* Revenue up 5 percent to $1 billion
* Miner eyes smaller, expandable mill for Tasiast mine
* Lobo-Marte development under review to contain costs
By Julie Gordon
TORONTO, Aug 8 (Reuters) - Canada’s Kinross Gold Corp said on Wednesday its second-quarter profit fell 53 percent as lower production and higher costs outweighed a slight increase in precious metal prices.
The gold miner lowered its gold production outlook by 4 to 7 percent and forecast slightly higher production costs for 2012 on the sale of its 50 percent stake in the Crixas mine in Brazil and operational hiccups at its Tasiast mine in Mauritania.

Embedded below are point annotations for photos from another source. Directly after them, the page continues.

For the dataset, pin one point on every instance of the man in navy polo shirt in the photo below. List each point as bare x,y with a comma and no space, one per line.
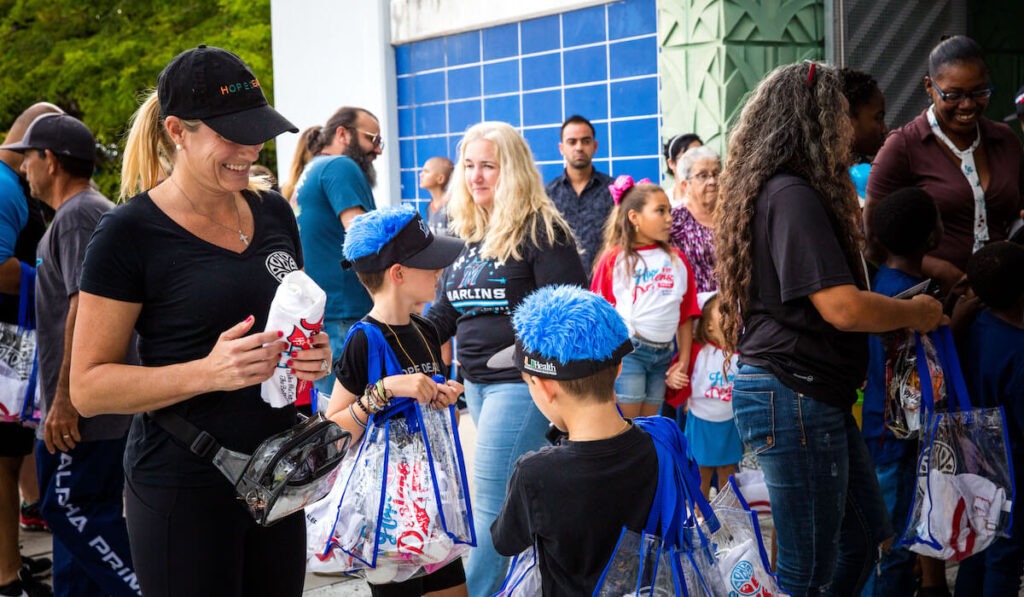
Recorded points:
581,193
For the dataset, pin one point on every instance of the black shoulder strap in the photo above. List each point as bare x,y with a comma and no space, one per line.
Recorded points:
200,442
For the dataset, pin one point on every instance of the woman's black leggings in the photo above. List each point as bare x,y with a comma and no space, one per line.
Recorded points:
201,541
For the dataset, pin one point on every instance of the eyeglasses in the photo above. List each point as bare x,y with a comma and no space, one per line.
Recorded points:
957,96
375,138
706,176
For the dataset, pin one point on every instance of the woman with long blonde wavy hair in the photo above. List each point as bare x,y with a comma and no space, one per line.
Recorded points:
795,305
516,242
192,262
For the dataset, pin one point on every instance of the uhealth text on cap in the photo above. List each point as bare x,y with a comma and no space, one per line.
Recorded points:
214,86
60,133
382,238
564,333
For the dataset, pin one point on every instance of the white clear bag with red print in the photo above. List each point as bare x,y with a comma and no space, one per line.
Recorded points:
965,491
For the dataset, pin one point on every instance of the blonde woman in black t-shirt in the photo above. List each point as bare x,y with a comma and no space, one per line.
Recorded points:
193,263
795,305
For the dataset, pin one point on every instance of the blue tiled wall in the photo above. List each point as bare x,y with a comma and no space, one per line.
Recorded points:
599,61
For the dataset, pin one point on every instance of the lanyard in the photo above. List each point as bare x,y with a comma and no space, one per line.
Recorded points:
971,173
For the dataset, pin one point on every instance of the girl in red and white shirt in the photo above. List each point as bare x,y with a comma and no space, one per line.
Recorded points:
651,286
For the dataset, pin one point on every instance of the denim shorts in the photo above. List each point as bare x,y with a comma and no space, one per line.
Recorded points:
642,379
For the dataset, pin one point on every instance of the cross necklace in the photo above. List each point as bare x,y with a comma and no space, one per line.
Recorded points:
242,236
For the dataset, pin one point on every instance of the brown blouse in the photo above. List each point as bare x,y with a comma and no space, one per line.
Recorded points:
912,156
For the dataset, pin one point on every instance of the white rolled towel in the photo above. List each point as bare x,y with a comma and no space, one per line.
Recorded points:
297,311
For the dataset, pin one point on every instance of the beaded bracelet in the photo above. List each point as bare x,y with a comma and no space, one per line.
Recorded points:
356,419
358,401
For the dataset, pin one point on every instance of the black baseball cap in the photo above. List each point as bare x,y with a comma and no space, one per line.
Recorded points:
1018,104
60,133
370,246
213,85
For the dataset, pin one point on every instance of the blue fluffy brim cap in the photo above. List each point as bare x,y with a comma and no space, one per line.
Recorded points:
564,332
382,238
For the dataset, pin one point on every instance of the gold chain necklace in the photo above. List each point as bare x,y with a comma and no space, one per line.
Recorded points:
422,339
238,213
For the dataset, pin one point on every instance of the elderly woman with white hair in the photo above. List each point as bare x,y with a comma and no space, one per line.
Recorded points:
698,171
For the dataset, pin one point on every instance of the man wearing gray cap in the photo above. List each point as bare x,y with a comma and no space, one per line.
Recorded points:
22,225
78,460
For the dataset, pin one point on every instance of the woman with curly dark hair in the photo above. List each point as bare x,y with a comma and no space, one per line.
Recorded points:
794,304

Kinross also said it would move ahead with a prefeasibility study for a 30,000 tonne a day expandable mill at Tasiast, a lower cost and lower risk option than a previously outlined 60,000 tonne a day expansion.
“Notwithstanding lower production in the initial years of operation, a staged approach to the Tasiast expansion could reduce initial capital costs and project execution risk, while delivering a rate of return comparable to constructing a larger initial mill,” the company said in a statement.
Kinross will continue to evaluate the 60,000 tonne a day option for Tasiast and said heap leach testing is expected to be completed in the fourth quarter.
The West African mine was the centerpiece of Kinross’ $7.1 billion takeover of Red Back Mining in 2010 and then-CEO Tye Burt championed Tasiast as a company-making asset.
The gold mine, however, has not lived up to expectations and Kinross booked a $2.94 billion writedown related to the Red Back takeover earlier this year. Burt was fired from the top job at Kinross last week.
Kinross’ new CEO, former corporate development executive J. Paul Rollinson, has launched a cost-reduction strategy in an effort to improve capital efficiency and boost margins.
Cost inflation is a major issue in the mining industry with high labor, fuel and consumable costs leading to ballooning price tags on projects around the world.
To that point, Kinross said it is considering smaller options for its Lobo-Marte development in Chile as it looks to reduce capital spending and constrain risk.
A feasibility study on the gold mine, which is expected to produce some 350,000 ounces a year, is due in 2013. The project is expected to be permitted by the end of 2012.
With Kinross eyeing a smaller footprint at both Tasiast and Lobo-Marte, Morningstar analyst Joung Park worried that efforts to reduce capital spending could end up working against the company.
“The problem with decreasing the size of the project is for a lot of these open-pit large-scale operations, there’s a lot of economies of scale involved,” he said. “So if you’re not careful - if you make it too small - you can have an adverse effect on the unit costs.”
Kinross said production at Tasiast would be lower than planned in the second half of 2012, leading the miner to reduce its 2012 output outlook from West Africa by 14 to 18 percent.
Including the loss of ounces from the sale of its 50 percent stake in the Crixas mine, Kinross now expects to produce 2.5 million-2.6 million gold equivalent ounces in 2012, compared with a previous plan of 2.6 million-2.8 million ounces.
The miner produced 632,772 gold equivalent ounces in the quarter ended June 30, down slightly from the year earlier period. Production costs per ounce rose 27 percent to $725 on lower grade ore and higher labor and energy costs.
The average realized gold price rose to $1,568 an ounce compared with $1,448 an ounce in the year-ago quarter.
Kinross said net earnings from continuing operations fell to $115.8 million, or 10 cents per share, in the second quarter. That compared with $244.3 million, or 22 cents per share, in the year-earlier period.
Adjusted to remove one-time items, earnings were $156 million, or 14 cents a share, compared with $222.6 million, or 20 cents a share, in the year-ago quarter.
Analysts, on average, had expected earnings of 17 cents a share, according to Thomson Reuters I/B/E/S.
Revenue rose nearly 5 percent to $1 billion.
Shares of Kinross, which owns projects in the Americas, West Africa and Russia, closed at C$7.77 on Wednesday on the Toronto Stock Exchange. The stock has fallen more than 34 percent so far this year.